At Iconix we agree with proofpoint.  The attackers are clever.  Cyber defense requires that organizations implement many layers of security.  A key layer in that security is the email recipient — the human.  Your personnel will receive malicious emails.  Your security hangs in the balance when an employee decides to click a link or open an attachment.  Telling employees to avoid suspicious emails is good advice.  The attackers use this same guidance — that is why cyberattackers use social engineering to craft emails that are not suspicious. IT must intervene in the email processing decision.  That is the role of SP Guard.  Using SP Guard, IT can determine a list of trusted senders and provide this information to staff at the moment the person is deciding to click or pass.  In the SP Guard environment, staff can easily distinguish a trusted HR email from a spoof HR email.

You can contact us at   408-727-6342,ext 3 or use our online form.


RSA 2013

March 1, 2013

We just attended the RSA Conference 2013 in San Francisco.  The conference presented a vast array of products and technologies to defend systems.

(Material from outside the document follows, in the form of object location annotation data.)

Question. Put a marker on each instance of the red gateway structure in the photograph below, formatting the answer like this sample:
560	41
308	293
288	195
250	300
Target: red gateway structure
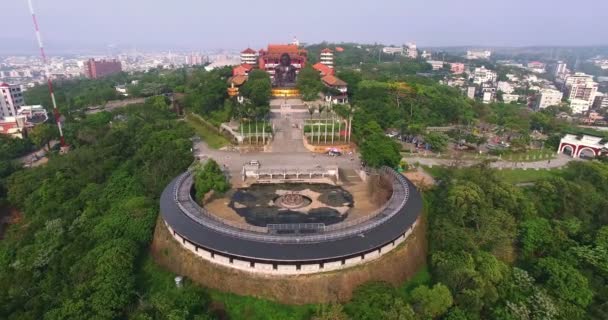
270	58
97	69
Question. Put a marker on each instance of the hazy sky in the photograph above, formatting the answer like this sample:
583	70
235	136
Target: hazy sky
207	24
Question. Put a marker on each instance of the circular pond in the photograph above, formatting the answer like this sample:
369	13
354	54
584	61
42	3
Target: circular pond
263	204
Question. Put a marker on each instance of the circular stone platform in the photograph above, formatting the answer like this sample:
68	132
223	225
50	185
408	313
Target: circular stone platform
264	204
291	248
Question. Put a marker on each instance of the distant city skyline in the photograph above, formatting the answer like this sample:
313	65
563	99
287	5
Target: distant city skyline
74	25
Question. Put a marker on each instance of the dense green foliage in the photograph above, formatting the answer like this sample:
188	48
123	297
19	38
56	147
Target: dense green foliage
377	149
206	92
87	222
10	149
309	83
209	177
73	95
43	134
508	253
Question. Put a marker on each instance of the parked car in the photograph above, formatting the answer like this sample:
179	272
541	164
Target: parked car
253	163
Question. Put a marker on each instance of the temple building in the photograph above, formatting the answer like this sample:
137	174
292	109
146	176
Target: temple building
249	56
327	57
234	83
323	69
242	70
283	62
339	87
270	58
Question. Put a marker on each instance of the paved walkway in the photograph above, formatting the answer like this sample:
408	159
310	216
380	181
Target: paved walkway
560	161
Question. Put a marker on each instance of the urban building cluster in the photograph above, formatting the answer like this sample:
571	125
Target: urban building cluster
538	84
15	117
286	59
409	50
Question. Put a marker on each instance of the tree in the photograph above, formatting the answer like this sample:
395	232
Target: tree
370	300
209	177
432	302
330	312
257	88
564	281
437	141
309	83
43	134
379	150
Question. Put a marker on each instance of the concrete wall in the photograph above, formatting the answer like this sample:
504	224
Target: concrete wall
287	269
343	147
310	286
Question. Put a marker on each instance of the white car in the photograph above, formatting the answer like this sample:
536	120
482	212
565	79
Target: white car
254	163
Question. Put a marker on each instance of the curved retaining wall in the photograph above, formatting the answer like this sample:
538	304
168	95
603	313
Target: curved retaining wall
333	248
279	268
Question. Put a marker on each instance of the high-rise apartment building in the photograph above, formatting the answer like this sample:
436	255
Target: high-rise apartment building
94	69
12	99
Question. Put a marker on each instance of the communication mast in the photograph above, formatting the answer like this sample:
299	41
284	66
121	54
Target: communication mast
47	75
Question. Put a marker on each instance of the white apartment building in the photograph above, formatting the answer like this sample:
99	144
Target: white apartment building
327	57
393	50
411	50
471	92
508	98
437	65
488	97
478	54
12	99
505	87
549	97
583	91
579	106
560	68
249	56
483	75
600	101
578	78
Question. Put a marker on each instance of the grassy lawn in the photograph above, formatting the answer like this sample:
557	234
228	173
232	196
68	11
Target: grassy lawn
207	133
513	176
422	277
523	176
528	156
242	307
154	279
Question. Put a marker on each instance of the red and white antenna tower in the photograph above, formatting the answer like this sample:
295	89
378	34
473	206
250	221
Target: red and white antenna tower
47	74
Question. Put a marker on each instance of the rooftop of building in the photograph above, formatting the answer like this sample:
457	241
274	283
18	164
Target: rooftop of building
333	81
248	50
238	80
323	69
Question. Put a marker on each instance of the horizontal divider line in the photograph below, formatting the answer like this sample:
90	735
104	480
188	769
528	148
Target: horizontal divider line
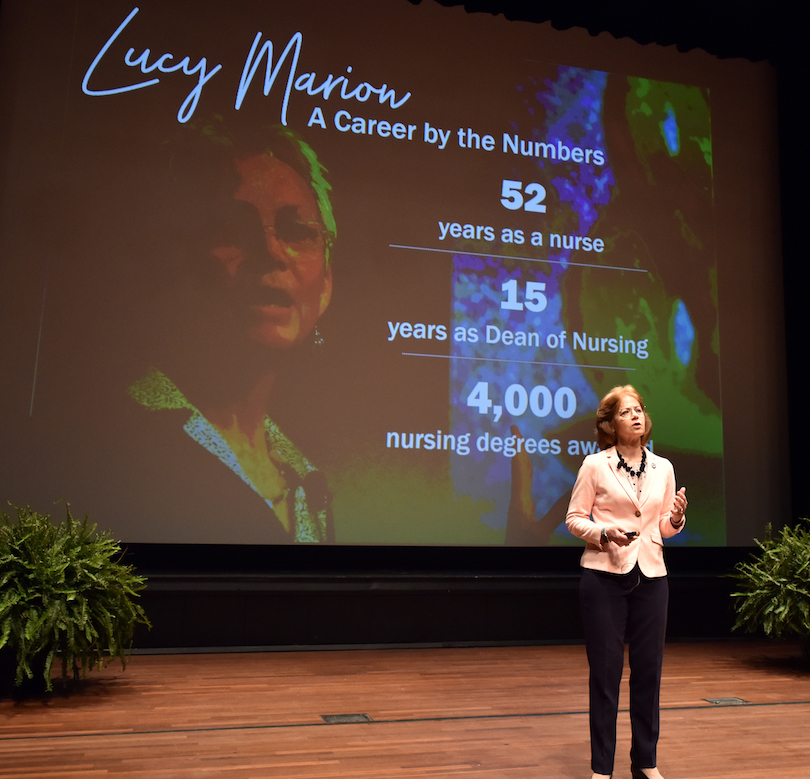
512	257
528	362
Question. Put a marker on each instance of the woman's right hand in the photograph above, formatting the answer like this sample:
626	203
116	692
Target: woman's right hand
619	537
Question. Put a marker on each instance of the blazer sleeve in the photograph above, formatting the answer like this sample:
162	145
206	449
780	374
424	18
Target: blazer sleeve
578	519
664	524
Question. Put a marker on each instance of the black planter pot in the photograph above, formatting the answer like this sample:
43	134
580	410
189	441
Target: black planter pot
8	671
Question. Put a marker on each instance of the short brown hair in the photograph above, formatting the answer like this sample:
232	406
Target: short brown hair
605	434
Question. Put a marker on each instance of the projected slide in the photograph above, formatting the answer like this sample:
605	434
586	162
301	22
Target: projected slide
317	273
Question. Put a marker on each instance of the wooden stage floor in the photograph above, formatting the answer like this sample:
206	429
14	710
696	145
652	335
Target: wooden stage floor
505	712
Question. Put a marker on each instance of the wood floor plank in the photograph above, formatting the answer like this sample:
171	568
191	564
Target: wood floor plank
507	712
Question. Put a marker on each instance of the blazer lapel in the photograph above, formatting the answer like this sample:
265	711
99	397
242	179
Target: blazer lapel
651	476
612	461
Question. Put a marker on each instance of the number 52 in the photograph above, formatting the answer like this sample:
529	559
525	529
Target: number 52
512	196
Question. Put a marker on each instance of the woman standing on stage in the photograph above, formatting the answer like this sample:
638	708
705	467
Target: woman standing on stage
624	504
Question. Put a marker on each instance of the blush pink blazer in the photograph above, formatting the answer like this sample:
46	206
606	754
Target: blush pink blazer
603	497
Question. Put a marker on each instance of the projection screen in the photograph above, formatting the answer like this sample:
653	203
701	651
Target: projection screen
360	273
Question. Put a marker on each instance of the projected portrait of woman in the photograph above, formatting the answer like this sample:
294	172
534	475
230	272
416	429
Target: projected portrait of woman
252	229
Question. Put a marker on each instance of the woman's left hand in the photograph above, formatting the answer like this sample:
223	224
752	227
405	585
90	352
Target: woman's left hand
679	506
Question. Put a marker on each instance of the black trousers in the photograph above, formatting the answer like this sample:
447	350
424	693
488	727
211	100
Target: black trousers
615	608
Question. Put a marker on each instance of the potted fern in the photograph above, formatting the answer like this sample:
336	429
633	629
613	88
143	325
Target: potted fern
774	587
65	593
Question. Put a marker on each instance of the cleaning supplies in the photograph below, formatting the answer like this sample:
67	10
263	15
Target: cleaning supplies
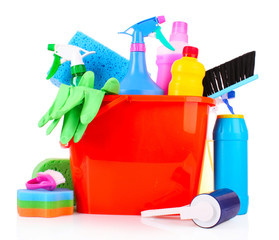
206	210
230	137
105	63
47	180
166	57
187	74
43	203
229	75
140	166
60	165
80	104
64	53
137	81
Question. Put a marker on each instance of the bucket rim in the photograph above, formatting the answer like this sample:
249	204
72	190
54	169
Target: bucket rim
162	98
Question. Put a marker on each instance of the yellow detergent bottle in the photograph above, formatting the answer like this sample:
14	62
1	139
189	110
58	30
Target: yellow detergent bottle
187	74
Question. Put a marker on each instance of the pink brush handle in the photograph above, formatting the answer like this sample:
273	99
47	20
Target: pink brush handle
42	180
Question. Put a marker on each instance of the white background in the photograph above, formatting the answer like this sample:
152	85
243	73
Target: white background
222	30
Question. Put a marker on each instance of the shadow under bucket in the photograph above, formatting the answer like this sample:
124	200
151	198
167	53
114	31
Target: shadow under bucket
140	152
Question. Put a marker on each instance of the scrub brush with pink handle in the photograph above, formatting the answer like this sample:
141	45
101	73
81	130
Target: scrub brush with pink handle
47	180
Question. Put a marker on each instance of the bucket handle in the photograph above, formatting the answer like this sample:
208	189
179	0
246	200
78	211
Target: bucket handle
102	110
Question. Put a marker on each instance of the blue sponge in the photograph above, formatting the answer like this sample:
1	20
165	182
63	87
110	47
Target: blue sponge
105	63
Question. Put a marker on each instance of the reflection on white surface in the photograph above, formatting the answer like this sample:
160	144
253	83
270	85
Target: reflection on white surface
85	226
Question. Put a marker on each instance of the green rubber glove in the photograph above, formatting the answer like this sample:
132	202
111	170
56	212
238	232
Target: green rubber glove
79	106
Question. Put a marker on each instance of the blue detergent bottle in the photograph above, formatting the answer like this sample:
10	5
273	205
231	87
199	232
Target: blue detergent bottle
230	137
137	81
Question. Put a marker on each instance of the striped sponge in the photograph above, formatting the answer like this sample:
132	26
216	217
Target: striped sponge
105	63
43	203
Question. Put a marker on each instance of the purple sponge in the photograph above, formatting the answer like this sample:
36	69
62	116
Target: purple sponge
105	63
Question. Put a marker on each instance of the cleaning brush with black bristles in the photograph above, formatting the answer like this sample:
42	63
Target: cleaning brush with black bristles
229	75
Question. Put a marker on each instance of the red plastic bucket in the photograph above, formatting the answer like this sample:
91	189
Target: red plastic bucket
140	152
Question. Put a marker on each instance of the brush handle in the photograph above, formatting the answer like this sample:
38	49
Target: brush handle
45	181
234	86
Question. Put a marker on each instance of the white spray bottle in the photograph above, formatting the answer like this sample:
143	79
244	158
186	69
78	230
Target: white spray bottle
166	57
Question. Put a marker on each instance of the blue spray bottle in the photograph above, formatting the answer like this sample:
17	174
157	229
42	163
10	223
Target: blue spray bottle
137	80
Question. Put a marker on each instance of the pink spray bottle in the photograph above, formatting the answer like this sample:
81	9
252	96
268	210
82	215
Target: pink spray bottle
166	57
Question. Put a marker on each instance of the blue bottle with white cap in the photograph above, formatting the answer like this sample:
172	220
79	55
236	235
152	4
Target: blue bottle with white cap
230	137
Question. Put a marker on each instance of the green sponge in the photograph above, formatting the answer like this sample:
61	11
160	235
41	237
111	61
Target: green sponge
60	165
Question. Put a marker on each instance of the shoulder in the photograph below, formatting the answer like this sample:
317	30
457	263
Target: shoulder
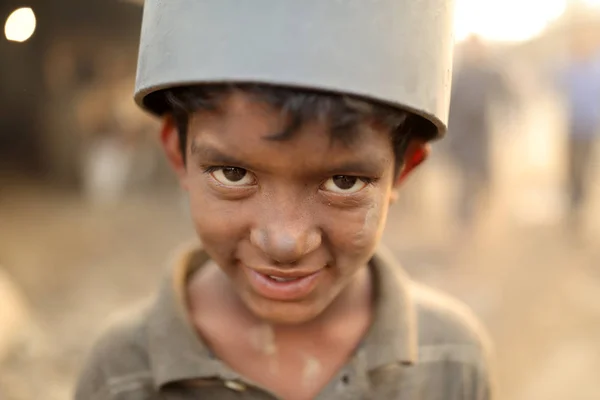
448	331
118	361
444	319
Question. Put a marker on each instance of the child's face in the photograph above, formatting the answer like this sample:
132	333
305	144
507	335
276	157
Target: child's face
307	207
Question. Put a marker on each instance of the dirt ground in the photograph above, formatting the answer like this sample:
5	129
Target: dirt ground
536	291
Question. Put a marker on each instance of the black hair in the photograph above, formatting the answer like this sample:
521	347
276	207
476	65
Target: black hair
344	113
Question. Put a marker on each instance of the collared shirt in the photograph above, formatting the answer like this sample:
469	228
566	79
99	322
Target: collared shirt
421	345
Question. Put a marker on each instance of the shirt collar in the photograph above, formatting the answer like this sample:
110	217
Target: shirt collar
177	353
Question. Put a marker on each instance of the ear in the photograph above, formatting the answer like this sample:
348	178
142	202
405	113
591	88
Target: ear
416	153
169	138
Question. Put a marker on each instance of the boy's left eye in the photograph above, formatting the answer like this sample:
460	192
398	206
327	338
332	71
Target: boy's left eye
344	184
233	176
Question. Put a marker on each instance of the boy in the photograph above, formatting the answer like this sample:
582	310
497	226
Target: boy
291	125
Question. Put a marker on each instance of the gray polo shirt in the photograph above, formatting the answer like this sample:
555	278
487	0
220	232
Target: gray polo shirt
421	345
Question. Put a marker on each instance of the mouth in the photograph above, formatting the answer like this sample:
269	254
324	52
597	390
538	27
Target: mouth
282	285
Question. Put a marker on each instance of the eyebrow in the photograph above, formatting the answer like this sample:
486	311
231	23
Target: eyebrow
362	167
215	155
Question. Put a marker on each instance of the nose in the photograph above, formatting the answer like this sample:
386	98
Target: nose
286	239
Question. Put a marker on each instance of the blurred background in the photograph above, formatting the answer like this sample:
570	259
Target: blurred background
505	216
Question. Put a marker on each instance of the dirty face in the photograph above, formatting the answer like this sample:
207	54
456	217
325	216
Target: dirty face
290	222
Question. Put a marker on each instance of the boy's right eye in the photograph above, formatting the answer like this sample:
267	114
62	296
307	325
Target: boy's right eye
232	176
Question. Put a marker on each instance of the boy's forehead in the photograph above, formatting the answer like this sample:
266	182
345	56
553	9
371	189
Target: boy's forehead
244	119
243	137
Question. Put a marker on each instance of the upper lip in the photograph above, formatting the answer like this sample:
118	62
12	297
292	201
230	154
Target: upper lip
285	274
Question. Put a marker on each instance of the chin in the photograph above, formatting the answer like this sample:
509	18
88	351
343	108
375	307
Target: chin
285	313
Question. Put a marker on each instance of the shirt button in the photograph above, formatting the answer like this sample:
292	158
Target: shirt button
235	386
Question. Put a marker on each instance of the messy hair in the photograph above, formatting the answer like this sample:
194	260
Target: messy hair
343	113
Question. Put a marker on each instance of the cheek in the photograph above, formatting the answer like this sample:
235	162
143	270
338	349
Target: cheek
356	232
220	224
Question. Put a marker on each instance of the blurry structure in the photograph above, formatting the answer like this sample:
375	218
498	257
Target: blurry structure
476	84
580	84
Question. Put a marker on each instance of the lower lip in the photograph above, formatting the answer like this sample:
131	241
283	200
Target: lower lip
283	291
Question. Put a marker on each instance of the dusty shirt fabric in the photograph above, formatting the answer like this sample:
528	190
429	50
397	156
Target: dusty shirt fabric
421	346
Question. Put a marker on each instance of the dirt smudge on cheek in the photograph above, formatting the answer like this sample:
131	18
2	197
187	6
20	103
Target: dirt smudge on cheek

We think the most important security information did not come from the RSA Conference — it came from Mandiant.

mandiant 100 percent

Mandiant’s groundbreaking report APT1 – Exposing One of China’s Cyberespionage Units provides a case study of the process we have termed Chasing What’s Already Gone – the cycle of:

  1. spearphishing attack
  2. unique exploit installation
  3. surreptitious command & control
  4. discovery
  5. remediation
  6. repeat

How did the bad guys respond to the Mandiant report?  They used the report itself as spearphishing bait to deliver exploits!

A small number of well crafted emails will be delivered.  These emails will be specifically written to deceive the recipient into taking an action (most often open an attachment).  These emails will exploit the three factors that drive email interactions:

  • relevance
  • urgency clues
  • recipient habits

As Mandiant makes clear, email weapons are cleverly crafted so that they are NOT suspicious.  The integrity of your systems depends upon the decisions of staff in the face of clever and persistent deception.  Telling employees not to open suspicious attachments, while sound advice, is unhelpful in the face of deceptive emails that are not  suspicious. While all spearphishing emails are deceptive, all deceptive emails are not suspicious.  Avoiding suspicion is the job of the spearphisher.

Employees’ email decisions compromise security.  IT needs to help employees make better email processing decisions.  That is where SP Guard comes into play.  Using SP Guard, IT can determine a list of trusted senders and provide this information to staff.  In the SP Guard environment, staff can easily distinguish a trusted HR email from a spoof HR email.